September 15, 2022
Contending with a Painful Past
In 2018, the school appointed Upper School English teacher Heidi Hojnicki the Edith Evans Distinguished Chair in English to recognize her extraordinary accomplishment as a teacher and advisor. As the holder of this chair, Hojnicki has a five years stipend to support activities related to her teaching.
Hojnicki took advantage of the summer months and leaned into several professional development opportunities. As the Director of Faculty and Learning, Hojnicki attended an education leadership workshop entitled “WOnderwomen” for four days in Atlanta. The groups engaged in futures thinking, imagining if college admissions moved to a lottery system and its impact on the college process and its potential to reinforce the stratification of have and have nots.
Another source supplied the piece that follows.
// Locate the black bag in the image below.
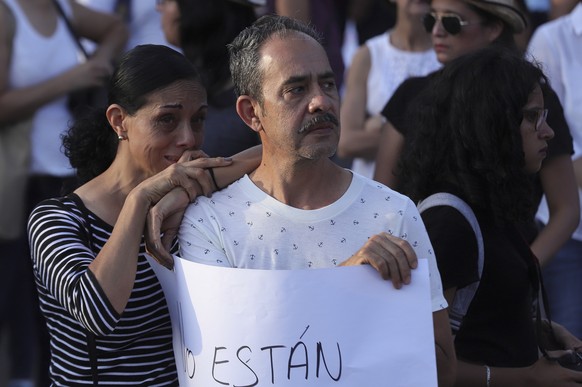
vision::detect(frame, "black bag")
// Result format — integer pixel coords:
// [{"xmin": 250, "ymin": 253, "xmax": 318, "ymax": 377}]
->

Other breakout groups considered the various problems that we would be facing so that we could figure out potential solutions. “We were brainstorming the kinds of skills and dispositions that our students will need to face these future challenges,” she said.
Following that workshop, Hojnicki headed to Montgomery, Alabama, to visit two cultural sites, the Legacy Museum and the National Memorial for Peace and Justice. These landmark institutions narrate the legacy of slavery, lynching, racial segregation, and the connection to mass incarceration and racial bias. American lawyer and social justice activist Bryan Stevenson spearheaded the museum’s creation and is one of the authors of Hojnicki’s senior elective, “Incarceration Nation” reads in the class.
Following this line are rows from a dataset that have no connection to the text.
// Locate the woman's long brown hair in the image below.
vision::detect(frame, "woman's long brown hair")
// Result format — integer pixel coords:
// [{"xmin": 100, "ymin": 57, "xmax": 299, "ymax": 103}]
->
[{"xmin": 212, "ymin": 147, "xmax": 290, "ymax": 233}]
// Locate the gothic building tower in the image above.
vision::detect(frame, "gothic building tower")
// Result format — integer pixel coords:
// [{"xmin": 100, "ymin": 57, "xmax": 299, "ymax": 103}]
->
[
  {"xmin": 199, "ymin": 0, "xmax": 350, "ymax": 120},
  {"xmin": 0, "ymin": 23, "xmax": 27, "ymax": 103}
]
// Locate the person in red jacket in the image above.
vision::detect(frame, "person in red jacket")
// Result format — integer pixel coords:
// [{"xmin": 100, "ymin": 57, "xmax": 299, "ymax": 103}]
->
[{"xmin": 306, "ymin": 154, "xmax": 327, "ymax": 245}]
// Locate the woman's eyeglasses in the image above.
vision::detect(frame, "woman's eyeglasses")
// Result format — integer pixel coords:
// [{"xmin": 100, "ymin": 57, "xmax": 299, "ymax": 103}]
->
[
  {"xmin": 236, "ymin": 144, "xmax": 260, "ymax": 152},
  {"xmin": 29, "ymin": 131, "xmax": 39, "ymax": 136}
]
“Part of it was personal,” she said, “but in my class, we examine many issues related to the prison system, and we read Byrvan Stevenson, among other options.”
Hojnicki’s class wrestles with challenging, important content and examines why we as a society imprison: to punish, for community safety, or for rehabilitation. According to her course description, the class “uses writing as a vehicle for developing empathy while understanding that unless we experience imprisonment, we won’t truly understand the experience. “The class recently presented several background issues for a better understanding of the origins of the modern prison system. One of the topics was the establishment of Parchment Farms and Angola penitentiaries which were founded as plantation prisons right after slavery ended with the 13 Amendment. Another topic included diving into the explosion of mass incarceration due to the war on drugs. The class discussed what we do when we start decriminalizing some drugs.
“I want to hear everyone’s perspective,” she said. “I want the student to examine why they believe what they believe and explore logical fallacies and bias to think about how it affects our own writing.”
Nancy Brayton Krieble ’33 endowed the Chair in honor of Edith Evans, a long-time English teacher at Oxford School.